Take Ann for example. She is head soprano of our church choir and after congratulating her great solo at social hour one Sunday, Ann asked me the one simple thing she could do to help her think clearer.
“I just cannot give up my Blue Bell ice cream”, she fretted.
And that got me to thinking. I was the same way years ago when I started to change my diet to get my head brain in shape. I spent hours and hours researching and trying to figure out what I could and could not eat. It was intimidating, unapproachable and so time consuming.
For you to get the jump start to the right path, Ann inspired me to create a food substitution list. Actually it is the 5 Secrets of Substitution to Get you Gut In Gear, get it here.
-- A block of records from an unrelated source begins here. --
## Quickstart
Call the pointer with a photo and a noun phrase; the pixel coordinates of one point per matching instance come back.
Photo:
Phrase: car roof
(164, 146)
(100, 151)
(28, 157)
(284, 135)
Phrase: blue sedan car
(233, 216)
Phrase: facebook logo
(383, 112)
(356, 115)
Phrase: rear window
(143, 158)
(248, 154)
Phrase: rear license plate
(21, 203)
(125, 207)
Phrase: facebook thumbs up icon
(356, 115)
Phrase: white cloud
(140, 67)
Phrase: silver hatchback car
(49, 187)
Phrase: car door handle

It is my hope that this will help you to begin to understand what foods to avoid and why and what foods you can enjoy for better brain and body health.
But right off the bat, here are a few things you can do, now, to clean up your gut brain and your head brain:
- Sugar, it is more addictive than cocaine. Let’s get off this deadly drug. First, say no to candy bars and other hard candies as well as high fructose corn syrup. If you have to have sugar, opt for honey, molassas or maple syrup…they are all natural with no preservatives or additional chemicals. But even these natural sugars in excess can be bad. If you must quench your sweet tooth, grab a piece of fruit or make yourself a cup of licorice tea.
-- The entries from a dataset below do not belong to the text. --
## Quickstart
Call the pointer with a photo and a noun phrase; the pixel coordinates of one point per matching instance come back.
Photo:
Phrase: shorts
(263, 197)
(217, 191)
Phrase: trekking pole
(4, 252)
- Remove gluten from your diet. That’s a protein in all wheat products that not only damages our intestines by opening them up (leaky gut) but also opens the door to hyper inflammation. No bread? It is super hard to do, I know from experience.
- Just get started.
- Breakfast: substitute oatmeal, eggs, bacon, sausage for your cereal.
- For lunch, let’s work on a decrease of your sandwich bread. For one week go to just one slice of bread, i.e. have a fold over or open face sandwich. Work to eating no sandwich bread at all concentrating on the meat(protein), veggies and fruit. When you are faced with hamburgers and hot dogs, just don’t eat the bread, eat two meats instead and load up the lettuce, pickle and tomato.
- No rolls for dinner.
- Avoid all processed foods. Gluten is added as a filler and emulsifier.
- Better yet, eliminate all wheat from your diet for two weeks. At the end of the second week, down a loaf of French bread or have a huge bowl of pasta. In an hour, analyze how you feel. The fatigue and sleepiness always hits me the next day, about 12-14 hours later so just keep an eye out–YOU know your body.
- Just get started.
- Say NO to fake food colorings in your foods. Many unnatural dyes have been banned in Europe and Australia due to the brain damage they cause. For more on this read one of my articles We Are Dying Our Brains, found here.
- Strive to eat Paleo (all natural foods) and/or Ketogenic (low carbs, no simple carbs, moderate proteins, all natural good fats–NO saturated fats is the key) for the rest of your life. To get started, check out my 5 Secrets to Getting Your Gut in Gear, also found here.
We are starving our brain of nutrients. We are preventing nutrients from penetrating and massaging our brains so to help us be productive, energetic and at optimal living. It is with hope you can see what our MAD/SAD diet does to our brains and how to eat better.
Helping you keep your memory, enjoy good brain health, and age successfully, I look forward to communicating with you soon!
The purpose of this information is to convey knowledge. It is not intended to diagnose, treat or cure your condition or to be a substitute for advice from your main healthcare professional. Sincerely, I wish you and yours the very best in brain health.